1991 Big Ten Conference baseball tournament
- Teams: 4
- Format: Double-elimination
- Finals site: Trautman Field; Columbus, OH;
- Champions: Ohio State (1st title)
- Winning coach: Bob Todd (1st title)
- MVP: Keith Klodnick (Ohio State)

= 1991 Big Ten baseball tournament =

The 1991 Big Ten Conference baseball tournament was held at Trautman Field on the campus of Ohio State University in Columbus, Ohio, from May 15 through 19. The top four teams from the regular season participated in the double-elimination tournament, the eleventh annual tournament sponsored by the Big Ten Conference to determine the league champion. won their first tournament championship and earned the Big Ten Conference's automatic bid to the 1991 NCAA Division I baseball tournament

== Format and seeding ==
The 1991 tournament was a 4-team double-elimination tournament, with seeds determined by conference regular season winning percentage only. Indiana claimed the third seed and Northwestern earned the fourth seed by tiebreakers over Michigan.

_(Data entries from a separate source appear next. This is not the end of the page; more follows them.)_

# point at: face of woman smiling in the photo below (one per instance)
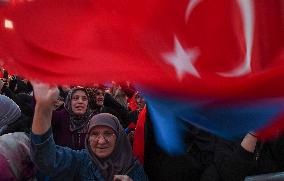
(102, 141)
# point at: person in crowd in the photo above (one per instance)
(70, 124)
(15, 162)
(11, 117)
(253, 157)
(107, 155)
(17, 90)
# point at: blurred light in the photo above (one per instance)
(8, 24)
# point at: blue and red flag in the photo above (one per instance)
(217, 64)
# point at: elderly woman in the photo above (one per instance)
(107, 155)
(70, 124)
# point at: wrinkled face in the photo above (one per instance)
(100, 96)
(102, 141)
(79, 102)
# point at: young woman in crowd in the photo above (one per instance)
(107, 156)
(70, 124)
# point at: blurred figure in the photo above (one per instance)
(107, 155)
(15, 162)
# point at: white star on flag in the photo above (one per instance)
(182, 60)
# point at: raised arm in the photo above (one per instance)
(45, 97)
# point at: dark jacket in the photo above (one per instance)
(61, 163)
(62, 133)
(241, 163)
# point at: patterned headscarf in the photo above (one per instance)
(121, 159)
(9, 111)
(77, 122)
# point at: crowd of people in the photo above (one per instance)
(106, 133)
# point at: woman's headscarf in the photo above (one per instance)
(77, 122)
(121, 159)
(9, 111)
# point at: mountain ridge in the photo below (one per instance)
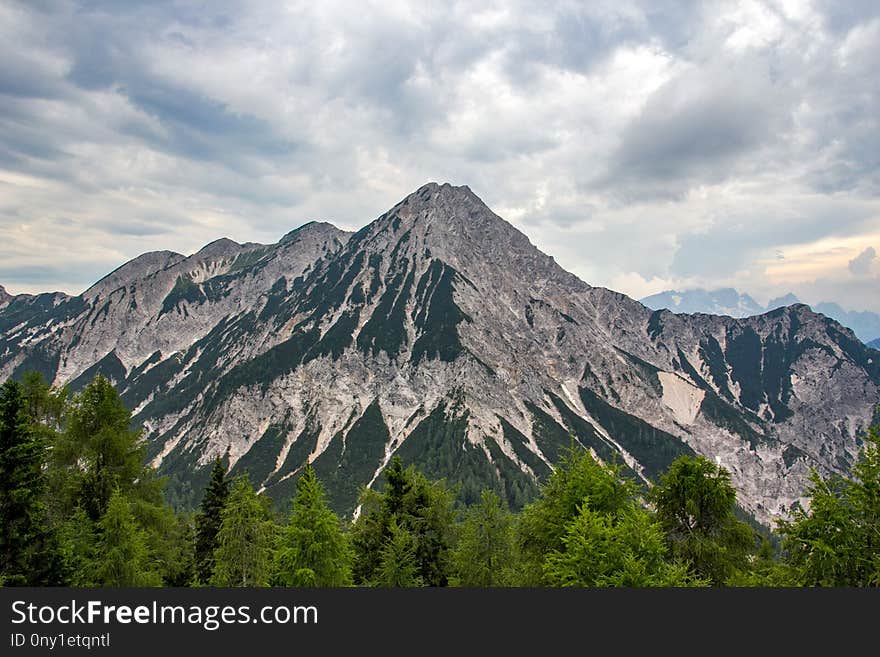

| Team | W | L | PCT | GB | Seed |
|---|---|---|---|---|---|
| Ohio State | 20 | 8 | .714 | – | 1 |
| Minnesota | 18 | 10 | .643 | 2 | 2 |
| Indiana | 15 | 12 | .554 | 4.5 | 3 |
| Northwestern | 15 | 12 | .554 | 4.5 | 4 |
| Michigan | 15 | 13 | .554 | 4.5 | – |
| Purdue | 14 | 14 | .500 | 6 | – |
| Illinois | 13 | 15 | .464 | 7 | – |
| Michigan State | 12 | 16 | .429 | 8 | – |
| Iowa | 11 | 17 | .393 | 9 | – |
| Wisconsin | 6 | 22 | .214 | 14 | – |

== All-Tournament Team ==
The following players were named to the All-Tournament Team.

| Pos | Name | School |
|---|---|---|
| P | Tim Smith | Ohio State |
| P | Tom Schwarber | Ohio State |
| C | Joe Perona | Northwestern |
| 1B | Jeff Monson | Minnesota |
| 2B | Jeff Anderson | Ohio State |
| SS | Brent Gates | Minnesota |
| 3B | Jamie Taylor | Ohio State |
| OF | Jeff Kopfer | Minnesota |
| OF | Darren Schwankl | Minnesota |
| OF | Mike Stein | Northwestern |
| OF | Keith Klodnick | Ohio State |
| DH | Tom Sandt | Northwestern |

=== Most Outstanding Player ===
Keith Klodnick was named Most Outstanding Player. Klodnick was an outfielder for Ohio State.